Background

The role of silica in the causation of lung cancer is still an ongoing debate. In 1997, a working group of the International Agency for Research on Cancer (IARC) classified respirable silica as a human carcinogen (IARC 1997). However, the working group stated also, that carcinogenicity in humans was not detected in all industrial circumstances. The epidemiological studies reviewed by this working group pointed out important variations in silica associated lung cancer risk by geographic area, type of studies, type of industry, and levels of exposure, with inconsistent dose–response trends. In fact, increased risk of lung cancer was consistently observed among workers reported to have silicosis only (Checkoway and Franzblau 2000; Kurihara and Wada 2004). No increased risk of lung cancer can be observed among workers without silicosis (Checkoway and Franzblau 2000; Kurihara and Wada 2004). The evidence of a direct association between silica exposure and lung cancer is virtually inconsistent (IARC 1997).

In the late 1980s, a mortality follow-up of silica exposed workers in 29 Chinese mines and factories was conducted (Chen et al. 1992). The results of this follow-up did not show an increased risk (standardized mortality ratios) of lung cancer overall, but a significant twofold excess among tin miners. A nested case-control analysis of this cohort found that lung cancer risk increased by cumulative exposure to silica among tin miners and pottery workers, but not among workers in tungsten mines and iron/copper mines (McLaughlin et al. 1992). Relevant occupational confounders [inorganic arsenic in tin mines, polycyclic aromatic hydrocarbons (PAH) in iron/copper mines and potteries] were also noticed, but strong correlations between the various occupational risk factors (silica, arsenic, PAH, and radon) do not allow a separation of these effects in the previous analysis (McLaughlin et al. 1992).

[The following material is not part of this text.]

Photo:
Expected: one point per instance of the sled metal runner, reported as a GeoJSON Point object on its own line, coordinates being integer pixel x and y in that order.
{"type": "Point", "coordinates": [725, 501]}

In this present update of the previous case-control analysis, we try to separate the effect of silica from other occupational risk factors on the basis of an extended follow-up of the study cohort (from 1989 until 1994) and with improved individual exposure information.

Methods

Design and study population

Details of the study design and methods, including tracing vital status and cause of death, diagnostic procedures, exposure monitoring data, and follow-up information have been described previously (Chen et al. 1992; McLaughlin et al. 1992; Dosemeci et al. 1993). Briefly, the study design is a retrospective cohort study among workers employed in 29 Chinese mines and factories (ten tungsten mines, six iron/copper mines, four tin mines, eight pottery factories, and one clay mine). All workers who have been employed for at least 1-year and actively employed during the period of January 1, 1972–December 31, 1974 in above mines and factories, were followed for mortality from the data of entry (January 1972–December 1974) until December 31, 1989. The size of the original cohort was 65,285 workers. With the exception of all six iron/copper mines, two tungsten mines, and one pottery factory, follow-up was extended for 20 mines and factories until 1994 for 47,108 workers (the drop of nine mines and factories in the extended follow-up is mainly due to the limited research funding). Information on vital status and cause of death was sought from employment records and from medical and death records at local hospital. In total, vital status and cause of death were assessed for above 95 and 98% of the study cohort, respectively.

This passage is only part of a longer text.